Focus on Science: Caleb Gaithright's project 'an excuse to build a coil gun'
By REBECCA LEFTWICH
Caleb Gaithright of East Coweta High School was pleased to win third place in the Georgia Science and Technology Fair for his entry in the Senior Electrical and Mechanical Engineering category, but his secret desire to build a pulse accelerator – commonly known as a coil gun – was the real driving force behind the project.
“Caleb has worked hard so hard on this project, more than any other student I advised for the science fair,” said mentor Katie Lowrie, who taught Gaithright in her Advanced Physics class last semester. “Most importantly, Caleb is passionate about the subject matter.”
“He was top of his class and always asking questions, wanting to know more about everything we discussed,” Lowrie said. “Caleb took his passion for creating things and constantly striving to understand how the world works and developed a science fair project with sound scientific methods that was interesting and creative.
“I am so proud of Caleb and his efforts on this project,” Lowrie added. “(His) hard work over the last year has shown me that he is going to be successful at anything he attempts in the future.”
Following is a Q&A with Caleb Gaithright on the birth of his science project, “Magnetic Pulse Accelerator: Capacitance Effects on Distance.”

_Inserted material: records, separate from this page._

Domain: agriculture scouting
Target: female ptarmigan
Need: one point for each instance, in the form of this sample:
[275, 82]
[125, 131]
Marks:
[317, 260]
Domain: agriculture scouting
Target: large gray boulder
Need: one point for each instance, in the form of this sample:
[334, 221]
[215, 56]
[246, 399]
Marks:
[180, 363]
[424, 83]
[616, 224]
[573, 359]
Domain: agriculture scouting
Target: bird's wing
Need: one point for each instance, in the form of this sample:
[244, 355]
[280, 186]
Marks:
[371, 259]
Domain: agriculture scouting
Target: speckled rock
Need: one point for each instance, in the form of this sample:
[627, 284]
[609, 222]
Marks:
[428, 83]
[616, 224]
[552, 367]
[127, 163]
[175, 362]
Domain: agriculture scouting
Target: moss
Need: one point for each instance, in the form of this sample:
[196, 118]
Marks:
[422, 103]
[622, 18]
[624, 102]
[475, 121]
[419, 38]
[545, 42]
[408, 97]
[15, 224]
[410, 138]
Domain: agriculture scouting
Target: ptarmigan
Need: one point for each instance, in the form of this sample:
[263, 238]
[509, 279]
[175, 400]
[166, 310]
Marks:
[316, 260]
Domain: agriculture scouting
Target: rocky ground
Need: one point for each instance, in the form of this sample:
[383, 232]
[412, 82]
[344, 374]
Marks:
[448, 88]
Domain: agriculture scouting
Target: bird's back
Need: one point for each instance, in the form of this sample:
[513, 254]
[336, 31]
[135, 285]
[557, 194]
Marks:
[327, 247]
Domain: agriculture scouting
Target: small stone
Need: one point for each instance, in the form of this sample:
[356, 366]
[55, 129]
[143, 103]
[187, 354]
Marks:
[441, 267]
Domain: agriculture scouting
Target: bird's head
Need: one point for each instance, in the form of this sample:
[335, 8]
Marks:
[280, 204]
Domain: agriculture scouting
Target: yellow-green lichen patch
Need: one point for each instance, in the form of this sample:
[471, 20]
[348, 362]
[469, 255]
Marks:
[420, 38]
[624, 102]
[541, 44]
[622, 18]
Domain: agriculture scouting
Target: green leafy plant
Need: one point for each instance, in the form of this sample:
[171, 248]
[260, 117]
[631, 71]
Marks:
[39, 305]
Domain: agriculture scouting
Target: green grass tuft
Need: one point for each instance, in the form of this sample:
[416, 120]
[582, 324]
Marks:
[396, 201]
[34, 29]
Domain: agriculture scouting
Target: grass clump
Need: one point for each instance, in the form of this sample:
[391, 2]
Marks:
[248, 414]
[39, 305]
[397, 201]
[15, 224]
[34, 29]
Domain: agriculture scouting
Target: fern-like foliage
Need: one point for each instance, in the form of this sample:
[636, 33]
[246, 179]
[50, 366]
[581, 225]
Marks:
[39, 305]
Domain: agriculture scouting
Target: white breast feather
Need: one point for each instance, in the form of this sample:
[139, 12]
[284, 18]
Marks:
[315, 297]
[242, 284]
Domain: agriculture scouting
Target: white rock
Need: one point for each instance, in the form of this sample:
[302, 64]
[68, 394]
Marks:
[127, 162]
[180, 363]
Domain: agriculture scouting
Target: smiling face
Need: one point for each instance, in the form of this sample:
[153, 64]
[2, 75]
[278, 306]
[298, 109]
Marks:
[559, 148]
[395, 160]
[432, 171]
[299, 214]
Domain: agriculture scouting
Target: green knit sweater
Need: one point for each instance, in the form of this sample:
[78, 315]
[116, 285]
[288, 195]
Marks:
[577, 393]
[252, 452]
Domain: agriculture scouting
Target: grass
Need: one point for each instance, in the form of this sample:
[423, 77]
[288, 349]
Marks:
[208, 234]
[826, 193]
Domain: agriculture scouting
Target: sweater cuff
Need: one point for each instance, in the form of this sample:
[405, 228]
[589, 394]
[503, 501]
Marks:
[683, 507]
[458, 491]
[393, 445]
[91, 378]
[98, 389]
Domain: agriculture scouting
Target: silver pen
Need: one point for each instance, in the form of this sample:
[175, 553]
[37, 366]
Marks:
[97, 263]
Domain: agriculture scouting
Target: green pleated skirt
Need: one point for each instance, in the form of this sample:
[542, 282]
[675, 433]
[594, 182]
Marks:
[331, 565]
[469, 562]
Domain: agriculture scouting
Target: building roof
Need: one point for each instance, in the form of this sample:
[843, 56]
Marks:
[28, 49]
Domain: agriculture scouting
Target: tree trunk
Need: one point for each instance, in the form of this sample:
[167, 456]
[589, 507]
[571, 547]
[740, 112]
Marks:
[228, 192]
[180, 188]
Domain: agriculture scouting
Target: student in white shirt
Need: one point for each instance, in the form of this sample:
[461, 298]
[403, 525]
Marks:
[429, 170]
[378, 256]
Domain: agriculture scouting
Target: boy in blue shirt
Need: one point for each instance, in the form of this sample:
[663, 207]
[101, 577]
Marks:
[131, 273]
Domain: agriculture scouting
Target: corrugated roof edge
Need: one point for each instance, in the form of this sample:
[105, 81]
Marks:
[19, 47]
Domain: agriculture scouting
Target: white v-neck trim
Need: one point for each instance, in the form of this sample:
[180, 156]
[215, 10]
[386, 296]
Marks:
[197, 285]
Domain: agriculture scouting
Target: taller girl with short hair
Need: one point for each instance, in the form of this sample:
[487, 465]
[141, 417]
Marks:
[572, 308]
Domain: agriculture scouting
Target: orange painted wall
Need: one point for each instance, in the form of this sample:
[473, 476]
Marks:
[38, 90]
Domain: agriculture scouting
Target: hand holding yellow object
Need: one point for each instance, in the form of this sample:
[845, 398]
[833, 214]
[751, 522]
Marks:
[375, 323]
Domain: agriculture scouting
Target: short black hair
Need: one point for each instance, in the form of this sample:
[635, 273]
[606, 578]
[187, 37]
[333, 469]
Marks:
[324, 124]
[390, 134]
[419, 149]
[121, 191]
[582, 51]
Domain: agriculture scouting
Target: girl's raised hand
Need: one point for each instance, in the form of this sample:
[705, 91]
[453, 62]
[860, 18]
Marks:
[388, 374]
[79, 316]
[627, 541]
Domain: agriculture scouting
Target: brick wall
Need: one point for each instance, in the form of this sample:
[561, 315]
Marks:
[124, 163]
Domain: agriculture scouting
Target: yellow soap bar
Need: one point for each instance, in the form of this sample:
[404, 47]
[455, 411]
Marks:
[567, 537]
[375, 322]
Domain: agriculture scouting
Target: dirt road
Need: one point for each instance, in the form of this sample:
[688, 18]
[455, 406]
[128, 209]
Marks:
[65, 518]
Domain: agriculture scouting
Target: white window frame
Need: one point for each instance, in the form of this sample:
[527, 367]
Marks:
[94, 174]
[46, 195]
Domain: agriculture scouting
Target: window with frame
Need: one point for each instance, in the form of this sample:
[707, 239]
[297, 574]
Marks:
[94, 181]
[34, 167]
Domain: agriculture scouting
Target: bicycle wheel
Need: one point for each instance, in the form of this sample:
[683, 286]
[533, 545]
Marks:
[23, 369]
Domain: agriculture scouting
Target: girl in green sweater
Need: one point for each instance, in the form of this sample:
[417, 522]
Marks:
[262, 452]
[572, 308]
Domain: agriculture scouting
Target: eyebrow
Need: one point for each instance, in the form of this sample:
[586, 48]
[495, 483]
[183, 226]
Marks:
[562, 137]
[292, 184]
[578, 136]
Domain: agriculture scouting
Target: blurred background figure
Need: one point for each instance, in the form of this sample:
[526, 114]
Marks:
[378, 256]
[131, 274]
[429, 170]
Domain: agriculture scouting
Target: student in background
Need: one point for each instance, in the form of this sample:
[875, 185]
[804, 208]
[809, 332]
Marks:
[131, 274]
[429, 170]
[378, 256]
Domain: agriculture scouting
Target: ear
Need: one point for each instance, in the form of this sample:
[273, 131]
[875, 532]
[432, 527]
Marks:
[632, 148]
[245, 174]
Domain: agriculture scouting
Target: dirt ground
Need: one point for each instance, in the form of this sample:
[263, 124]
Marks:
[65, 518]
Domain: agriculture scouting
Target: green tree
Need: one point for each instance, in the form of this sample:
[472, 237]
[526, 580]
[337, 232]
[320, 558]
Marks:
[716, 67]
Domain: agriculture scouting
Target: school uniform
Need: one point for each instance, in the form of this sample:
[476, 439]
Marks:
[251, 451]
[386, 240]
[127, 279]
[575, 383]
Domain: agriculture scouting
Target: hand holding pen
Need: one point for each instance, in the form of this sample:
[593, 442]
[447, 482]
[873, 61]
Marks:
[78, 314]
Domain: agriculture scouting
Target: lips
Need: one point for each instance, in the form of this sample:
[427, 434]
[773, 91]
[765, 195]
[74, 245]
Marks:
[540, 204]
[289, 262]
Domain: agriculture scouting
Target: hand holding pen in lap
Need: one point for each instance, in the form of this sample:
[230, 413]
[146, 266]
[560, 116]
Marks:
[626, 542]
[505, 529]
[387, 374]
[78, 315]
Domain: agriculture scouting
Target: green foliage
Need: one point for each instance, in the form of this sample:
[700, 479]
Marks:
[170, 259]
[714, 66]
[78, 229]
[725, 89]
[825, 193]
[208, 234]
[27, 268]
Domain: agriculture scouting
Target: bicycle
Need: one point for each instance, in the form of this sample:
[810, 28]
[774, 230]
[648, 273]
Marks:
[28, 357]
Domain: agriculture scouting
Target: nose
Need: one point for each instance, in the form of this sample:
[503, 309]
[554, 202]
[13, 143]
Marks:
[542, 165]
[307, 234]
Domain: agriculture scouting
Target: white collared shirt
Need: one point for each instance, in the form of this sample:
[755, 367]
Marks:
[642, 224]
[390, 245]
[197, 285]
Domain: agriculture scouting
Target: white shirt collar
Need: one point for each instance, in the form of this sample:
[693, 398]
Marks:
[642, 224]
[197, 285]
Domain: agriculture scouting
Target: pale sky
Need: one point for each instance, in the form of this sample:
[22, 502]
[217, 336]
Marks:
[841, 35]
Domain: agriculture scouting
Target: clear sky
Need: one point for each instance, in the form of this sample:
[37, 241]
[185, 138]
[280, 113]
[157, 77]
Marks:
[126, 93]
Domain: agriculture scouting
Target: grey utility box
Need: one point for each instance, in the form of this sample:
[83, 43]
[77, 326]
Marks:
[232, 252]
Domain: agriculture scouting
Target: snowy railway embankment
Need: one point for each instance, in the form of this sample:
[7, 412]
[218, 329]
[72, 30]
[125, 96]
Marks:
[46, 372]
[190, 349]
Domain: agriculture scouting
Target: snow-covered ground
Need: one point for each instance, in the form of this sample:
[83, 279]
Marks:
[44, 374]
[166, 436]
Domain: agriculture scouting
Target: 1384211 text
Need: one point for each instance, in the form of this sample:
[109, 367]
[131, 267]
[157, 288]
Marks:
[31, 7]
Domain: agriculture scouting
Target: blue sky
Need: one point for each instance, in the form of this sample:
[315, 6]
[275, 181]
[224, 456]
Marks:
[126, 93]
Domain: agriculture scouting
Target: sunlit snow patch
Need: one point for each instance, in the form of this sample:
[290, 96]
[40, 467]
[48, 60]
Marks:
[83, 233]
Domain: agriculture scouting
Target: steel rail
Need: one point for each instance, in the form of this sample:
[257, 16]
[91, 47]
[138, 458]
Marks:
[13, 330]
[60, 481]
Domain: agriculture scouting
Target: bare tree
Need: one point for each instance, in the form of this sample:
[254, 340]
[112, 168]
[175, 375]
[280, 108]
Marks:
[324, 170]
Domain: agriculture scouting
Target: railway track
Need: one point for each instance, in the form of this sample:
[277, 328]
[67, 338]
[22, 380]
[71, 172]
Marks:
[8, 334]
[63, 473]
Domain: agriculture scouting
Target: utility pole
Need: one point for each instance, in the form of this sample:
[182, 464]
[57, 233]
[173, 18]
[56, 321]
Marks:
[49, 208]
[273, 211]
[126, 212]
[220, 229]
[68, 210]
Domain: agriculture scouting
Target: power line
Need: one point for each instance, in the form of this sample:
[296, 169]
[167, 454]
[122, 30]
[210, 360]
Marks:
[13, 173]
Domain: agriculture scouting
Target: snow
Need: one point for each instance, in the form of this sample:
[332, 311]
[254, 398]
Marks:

Q: Will you describe your project?
CG: My project was based upon how the amount of capacitance would affect the distance of a ferrous projectile launched from what is essentially a large solenoid with a free moving core.
When a large amount of current is momentarily run through the solenoid it produces a very intense magnetic field that causes domains in the ferrous projectile to align and attract to the magnetic field. The attracted projectile then rapidly moves toward the center of the magnetic field in attempt to stabilize, but in that brief moment the stored electrical energy provided by the capacitor bank runs out, releasing the projectile from the clutch of the magnetic field and allowing it to travel using its previously obtained during the attraction.
Now capacitance comes into play as it completely dictates the period at which the magnetic field remains on and directly affects the distance at which the projectile can travel. During the actual testing I manipulated the capacitance by adjusting the amount of a set value capacitors and charged them to a constant voltage to ensure the amount of current was also constant.
After manipulating the capacitance I would launch the projectile from a fixed point – elevated at about three feet to prolong the unwanted effects of gravity – then measured the distance at which it would land. I continued to add capacitor until my testing was completed, and I felt my experiment was thoroughly investigated.
Q: Why did you choose this project?
CG: I chose this project as an excuse to build a pulse accelerator, commonly known as a coil gun. The science behind what was actually going on fascinated me, and a larger interest was sparked when I would watch videos of them in action. Just thinking of possibilities they could achieve aroused my imagination, allowing all sorts of practical applications for future use of this technology to form.
Q: How long did it take?
CG: The final version of my project took one month of continuous research and building.
Q:What was your inspiration?
CG: Inspiration arose from my curiosity about electromagnetism and my need to know if there were more practical or useful applications than just lifting metal objects at a junkyard. I have an interest in alternative means of propulsion to help our space programs continue to thrive and flourish, and I saw a pulse accelerator as a viable means and continued to look into the subject.